Again, Quindlen writes: Eleanor Roosevelt once famously said that it was important to do something every day that scared you, and it’s a pretty good piece of advice. But it’s more challenging when you’re older because you’re afraid of fewer things. (So very true.) Perhaps instead of scaring ourselves we need to surprise ourselves every day. We are, after all, always a work in progress.(Emphasis mine. We so often forget this) There were things I hadn’t done, didn’t know, couldn’t imagine at fifty that have all come true in the last decade. There must be such things in the decades to come as well. They arrive not because of the engraved invitations of careful planning but through happy happenstance, doodles on the to-do list of life. This is happening to me right now and I’m loving and enjoying, every minute of it! I can’t wait to see what happens next!!
So much of our knee-jerk negative response to aging is a societal construct. It’s yet another version of the conflict that shapes, sometimes deforms, our lives, the conflict between what we really want and what we’re told we ought to desire. We are supposed to think that young is better. But we know deep inside, in the ways that count, that better is now.
As a result, I prefer "growing older" to "getting older." Let's face it, we're all "getting" older but some of us aren't "growing" older. By this I mean we're not trying, learning or doing new things. My Dad died of cancer at 47 and my Mom has Alzheimer's and doesn't know who I am anymore. The probability of me contracting and or dying of either or both of these diseases is high. But for now, and that's all we ever have, I'm working hard to stay healthy and be active for as long as I can.
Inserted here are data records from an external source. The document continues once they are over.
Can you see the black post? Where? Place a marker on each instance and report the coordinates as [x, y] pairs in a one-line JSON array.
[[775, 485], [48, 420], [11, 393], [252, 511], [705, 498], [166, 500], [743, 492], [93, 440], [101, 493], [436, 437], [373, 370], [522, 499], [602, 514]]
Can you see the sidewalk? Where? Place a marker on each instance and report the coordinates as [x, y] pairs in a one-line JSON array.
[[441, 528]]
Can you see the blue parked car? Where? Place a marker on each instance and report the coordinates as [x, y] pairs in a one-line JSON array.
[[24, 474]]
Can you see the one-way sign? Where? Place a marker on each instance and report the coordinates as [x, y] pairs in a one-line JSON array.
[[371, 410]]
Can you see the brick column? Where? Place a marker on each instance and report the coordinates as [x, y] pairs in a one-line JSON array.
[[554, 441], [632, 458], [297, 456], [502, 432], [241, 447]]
Quindlen has been accused of painting a rosy picture of “growing older.” But she doesn’t. Not at all. Granted we all have health and life issues, some more so than others but old age doesn’t have to be the elephant in the room society would have us believe. While most of us dread, if not cringe, the thought of getting older, we will all approach it differently.
As I approach this milestone birthday I find I’ve mellowed and when people ask me how I am, I often reply, "I'm vertical and that's a good thing."
Lots of Candles, Plenty of Cake: A Memoir of a Woman’s Life is full of wisdom born of a life filled with twists and turns. I leave you with one last gerontological nugget from her book: That’s the hallmark of aging, too, that we learn to go deeper, in our friendships, in our family life, in our reflections on how we live and how we face the future. The reason we develop an equanimity about our lives and ourselves is that we have gone deep into what has real meaning.
Finally, "breathe" and keep in mind what Ralph Waldo Emerson once said, “life is a journey, not a destination.”